Okay this is my first book review since Tamworth Grice's Listening to Ian Magick came out, for which I also wrote a review.  This book was suggested to me by my Kindle app on my Android phone.  I had just finished reading some Lovecraft stuff, and I recognized the author name as one of the people I follow and who follows me.  Here goes...

So I cannot say enough about how creepy this book really is.  It takes you into the world of Jack Winter who seems to be your run of the mill Louisiana resident.  His life is a typical American story - his in-laws don't like him because they feel like he isn't good enough for their daughter who is used to the best in life because she comes from money.  But she marries Jack because she loves who he is.  Things are tough but it's okay, because they havce everything they need, even though things get tight here and there.  The story starts off with Jack bringing the family home from a Chuck E. Cheese type of place because it is his daughter Charlotte's birthday.  She turned six, and the family is on their way home from the celebration.  Jack is driving a beat up old saturn because, like I said, things are tough and he and his wife Aimee are saving for a new one and are almost there. 
Then the headlights go out just as Jack sees something in the road - a pair of black eyes looking back at him.  He flips the car in his instinctual aversion of the car - he jerks the wheel to avoid hitting whatever was in the road.  Everyone is okay but Aimee is beyond upset because she thinks that Jack fell asleep.  However Charlotte (who likes to go by Charlie) wanders off, eventually revealing to her father that she saw something in the woods, and that she saw the pair of eyes right before the car flipped.
I will not get into too much detail but suffice it to say that you find out who the eyes belong to as you go along.  Ania does some flashing back and you learn why Jack loves Charlie more than his other daughter, Abby and maybe even more than he loves his wife.  She tells the story perfectly, giving you just enough information from the past and the present that you begin to more and more be sucked into the story, praying for a happy ending. 

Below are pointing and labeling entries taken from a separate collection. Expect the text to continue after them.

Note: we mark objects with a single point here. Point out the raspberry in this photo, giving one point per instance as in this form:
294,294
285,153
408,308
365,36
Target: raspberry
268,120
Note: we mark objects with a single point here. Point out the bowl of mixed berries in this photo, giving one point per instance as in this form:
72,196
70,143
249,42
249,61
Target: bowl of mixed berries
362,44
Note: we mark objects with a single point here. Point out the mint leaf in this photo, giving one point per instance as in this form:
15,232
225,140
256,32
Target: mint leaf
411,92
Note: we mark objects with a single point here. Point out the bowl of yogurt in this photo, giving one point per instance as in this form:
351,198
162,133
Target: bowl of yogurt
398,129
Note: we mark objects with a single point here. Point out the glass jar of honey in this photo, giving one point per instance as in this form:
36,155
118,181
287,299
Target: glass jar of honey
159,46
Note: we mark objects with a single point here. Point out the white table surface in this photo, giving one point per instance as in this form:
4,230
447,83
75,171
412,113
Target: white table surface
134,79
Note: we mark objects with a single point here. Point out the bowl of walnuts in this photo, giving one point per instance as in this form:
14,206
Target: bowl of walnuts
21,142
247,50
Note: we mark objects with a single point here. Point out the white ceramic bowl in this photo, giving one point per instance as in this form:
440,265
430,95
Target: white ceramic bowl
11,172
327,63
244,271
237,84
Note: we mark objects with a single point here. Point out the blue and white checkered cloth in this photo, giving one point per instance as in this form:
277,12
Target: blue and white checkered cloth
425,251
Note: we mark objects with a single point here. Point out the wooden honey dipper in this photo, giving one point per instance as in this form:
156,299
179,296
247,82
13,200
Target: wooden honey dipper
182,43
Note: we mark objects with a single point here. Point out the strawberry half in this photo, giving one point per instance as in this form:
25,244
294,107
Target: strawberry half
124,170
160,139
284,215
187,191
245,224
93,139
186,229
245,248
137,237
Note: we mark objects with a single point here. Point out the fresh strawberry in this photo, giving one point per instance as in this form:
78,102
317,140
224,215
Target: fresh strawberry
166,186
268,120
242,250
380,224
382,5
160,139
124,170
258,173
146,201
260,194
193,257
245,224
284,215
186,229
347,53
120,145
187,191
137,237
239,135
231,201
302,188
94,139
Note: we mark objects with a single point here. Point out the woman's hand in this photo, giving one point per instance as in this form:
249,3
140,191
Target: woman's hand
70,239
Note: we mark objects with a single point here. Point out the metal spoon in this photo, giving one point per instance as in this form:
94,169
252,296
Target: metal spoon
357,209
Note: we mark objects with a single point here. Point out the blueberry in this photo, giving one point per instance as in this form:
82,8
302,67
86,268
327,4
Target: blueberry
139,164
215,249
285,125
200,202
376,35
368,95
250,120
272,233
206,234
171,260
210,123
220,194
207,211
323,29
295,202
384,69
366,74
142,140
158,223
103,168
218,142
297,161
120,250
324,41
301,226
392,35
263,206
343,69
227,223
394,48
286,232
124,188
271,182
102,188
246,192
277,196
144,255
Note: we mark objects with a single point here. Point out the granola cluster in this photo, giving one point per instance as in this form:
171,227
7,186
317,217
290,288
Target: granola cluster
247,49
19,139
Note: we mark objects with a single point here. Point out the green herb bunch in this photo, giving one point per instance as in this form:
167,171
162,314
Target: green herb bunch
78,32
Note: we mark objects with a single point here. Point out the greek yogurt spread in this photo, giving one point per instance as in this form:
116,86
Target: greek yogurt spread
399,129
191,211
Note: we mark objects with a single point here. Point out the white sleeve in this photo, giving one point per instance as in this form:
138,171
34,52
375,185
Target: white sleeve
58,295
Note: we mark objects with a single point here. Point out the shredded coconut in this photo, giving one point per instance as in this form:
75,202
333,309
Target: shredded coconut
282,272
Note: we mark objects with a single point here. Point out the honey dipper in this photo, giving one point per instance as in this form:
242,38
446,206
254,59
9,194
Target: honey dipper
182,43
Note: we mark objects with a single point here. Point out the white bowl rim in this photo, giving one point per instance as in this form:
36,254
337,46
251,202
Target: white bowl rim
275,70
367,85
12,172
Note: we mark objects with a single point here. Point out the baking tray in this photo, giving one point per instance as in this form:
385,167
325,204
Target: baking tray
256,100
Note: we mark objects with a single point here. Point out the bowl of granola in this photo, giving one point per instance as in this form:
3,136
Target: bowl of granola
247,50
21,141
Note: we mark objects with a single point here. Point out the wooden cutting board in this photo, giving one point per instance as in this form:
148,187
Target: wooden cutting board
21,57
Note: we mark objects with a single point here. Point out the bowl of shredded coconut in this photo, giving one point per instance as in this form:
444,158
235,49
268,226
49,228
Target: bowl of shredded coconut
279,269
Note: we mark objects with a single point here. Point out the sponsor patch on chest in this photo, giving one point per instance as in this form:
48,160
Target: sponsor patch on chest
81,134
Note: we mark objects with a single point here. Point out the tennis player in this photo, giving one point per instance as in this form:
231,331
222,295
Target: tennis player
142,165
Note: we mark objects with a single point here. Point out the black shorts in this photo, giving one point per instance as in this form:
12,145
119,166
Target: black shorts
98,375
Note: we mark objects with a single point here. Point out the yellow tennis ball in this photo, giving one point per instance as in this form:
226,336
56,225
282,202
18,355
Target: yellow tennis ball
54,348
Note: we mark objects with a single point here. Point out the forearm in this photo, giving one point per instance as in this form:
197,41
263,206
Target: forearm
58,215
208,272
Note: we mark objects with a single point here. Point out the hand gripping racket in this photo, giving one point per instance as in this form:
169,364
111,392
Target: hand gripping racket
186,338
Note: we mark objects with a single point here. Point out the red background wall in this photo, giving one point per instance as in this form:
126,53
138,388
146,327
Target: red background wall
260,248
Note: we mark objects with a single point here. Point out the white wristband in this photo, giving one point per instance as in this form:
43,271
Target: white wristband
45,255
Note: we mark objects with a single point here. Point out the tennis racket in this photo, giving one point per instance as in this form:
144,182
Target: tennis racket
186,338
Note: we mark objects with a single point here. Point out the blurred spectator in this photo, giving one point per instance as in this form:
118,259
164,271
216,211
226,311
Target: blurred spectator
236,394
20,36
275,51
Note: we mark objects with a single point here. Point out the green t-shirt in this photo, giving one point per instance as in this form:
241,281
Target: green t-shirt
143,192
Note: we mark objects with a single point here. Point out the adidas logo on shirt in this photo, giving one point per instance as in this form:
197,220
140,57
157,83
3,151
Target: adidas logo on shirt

Jack's a good guy, you can relate to him.  Charlie and Abby are good kids, and their dog Nubs is even a likable character.  All in all I would say that this is one of the better books I have read in a long time.  Ania Ahlborn does not pull any punches, nor does she take her foot off the gas once she steps on the accelerator.  She forces you to hang on and enjoy the ride, even if you begin to suspect that you may be headed for a cliff.